While in the East the lover, beloved and love are one, the European ideal is rather to celebrate specifically the beloved human individual, who moreover, is normally a woman of high station and developed personality, not as so often in the orient, where a mere slave girl, professional courtesan or a female of interior caste was to be the subject of poetry writing. In places such as Japan, the ideal was to follow rules of discipline handed down from the masters of the past, whatever the useless function might had, for the realisation of spiritual ends, whereas in the Europe of creative mythology, self-discovery was the aim, so neither rules nor ends were foreknown.

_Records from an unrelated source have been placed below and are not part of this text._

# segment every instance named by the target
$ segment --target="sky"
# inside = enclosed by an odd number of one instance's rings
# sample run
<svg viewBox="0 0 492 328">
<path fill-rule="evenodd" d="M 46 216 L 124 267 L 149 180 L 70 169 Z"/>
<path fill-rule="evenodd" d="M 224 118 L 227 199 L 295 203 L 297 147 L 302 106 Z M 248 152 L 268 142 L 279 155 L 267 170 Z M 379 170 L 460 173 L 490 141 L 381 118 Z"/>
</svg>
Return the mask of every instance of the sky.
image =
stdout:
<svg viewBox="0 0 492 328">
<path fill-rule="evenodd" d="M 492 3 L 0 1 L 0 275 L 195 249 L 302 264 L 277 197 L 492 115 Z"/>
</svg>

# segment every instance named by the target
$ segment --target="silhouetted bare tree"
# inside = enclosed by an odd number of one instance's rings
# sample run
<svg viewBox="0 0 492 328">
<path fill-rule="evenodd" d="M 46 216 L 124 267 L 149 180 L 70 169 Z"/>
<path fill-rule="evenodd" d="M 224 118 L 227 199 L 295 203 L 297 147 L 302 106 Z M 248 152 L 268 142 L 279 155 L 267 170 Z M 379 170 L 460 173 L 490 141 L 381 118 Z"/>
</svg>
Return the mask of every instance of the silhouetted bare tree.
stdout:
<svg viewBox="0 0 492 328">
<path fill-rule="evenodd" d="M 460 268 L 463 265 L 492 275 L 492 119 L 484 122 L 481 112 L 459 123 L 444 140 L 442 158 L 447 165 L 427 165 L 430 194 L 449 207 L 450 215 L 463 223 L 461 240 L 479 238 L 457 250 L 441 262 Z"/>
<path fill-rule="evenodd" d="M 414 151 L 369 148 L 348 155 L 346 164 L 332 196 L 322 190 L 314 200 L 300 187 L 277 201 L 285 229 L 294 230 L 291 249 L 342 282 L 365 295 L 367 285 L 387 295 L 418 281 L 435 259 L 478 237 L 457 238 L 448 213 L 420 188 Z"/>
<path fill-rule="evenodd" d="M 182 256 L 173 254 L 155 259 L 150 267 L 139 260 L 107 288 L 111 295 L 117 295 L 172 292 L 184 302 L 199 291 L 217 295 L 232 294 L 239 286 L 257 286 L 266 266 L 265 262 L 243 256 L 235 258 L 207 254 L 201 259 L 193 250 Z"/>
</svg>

In this new mythology, such as Heloise, themes were not derived from dogma, learning, politics, or any current concepts of the general social good, but were expressions of individual experience. Comparing traditional to creative mythology is like comparing libido versus credo, where libido succeed. Traditional myth antecedes and controls experience, whereas creative mythology is an effect and expression of experience. The former avoids experience, the latter reflects on it. What oppositional and conflicting views of myth are encountered in the age of harpists, love poets and troubadours. These new writers find on the majesty and innocence of love its main artistic subject, a theme never treated in the middle ages before.

What is the artist feeling while creating this love poetry? Aesthetic arrest was to be experienced, the enchantment of the heart by which the mind is arrested and raised above desire and loathing in the luminous stasis of aesthetic pleasure. This supreme quality is felt by the artist, when the aesthetic image is first conceived in his or her imagination. Poets such as Thomas, Gottfried and Wagner spoke of magic of love and how that magic turned to be. Schopenhauer treats of love as the great transforming power that converts the will to live into its opposite and reveals thereby a dimension of truth beyond the world dominion of king death: beyond the boundaries of space and time and the turbulent ocean, within these bounds, of our life’s conflicting centres of self-interest. Love is the transforming power of myth, a myth that relies on experience, on a ruleless world of literature, where imagination, expression and connection lead and influence societies at will.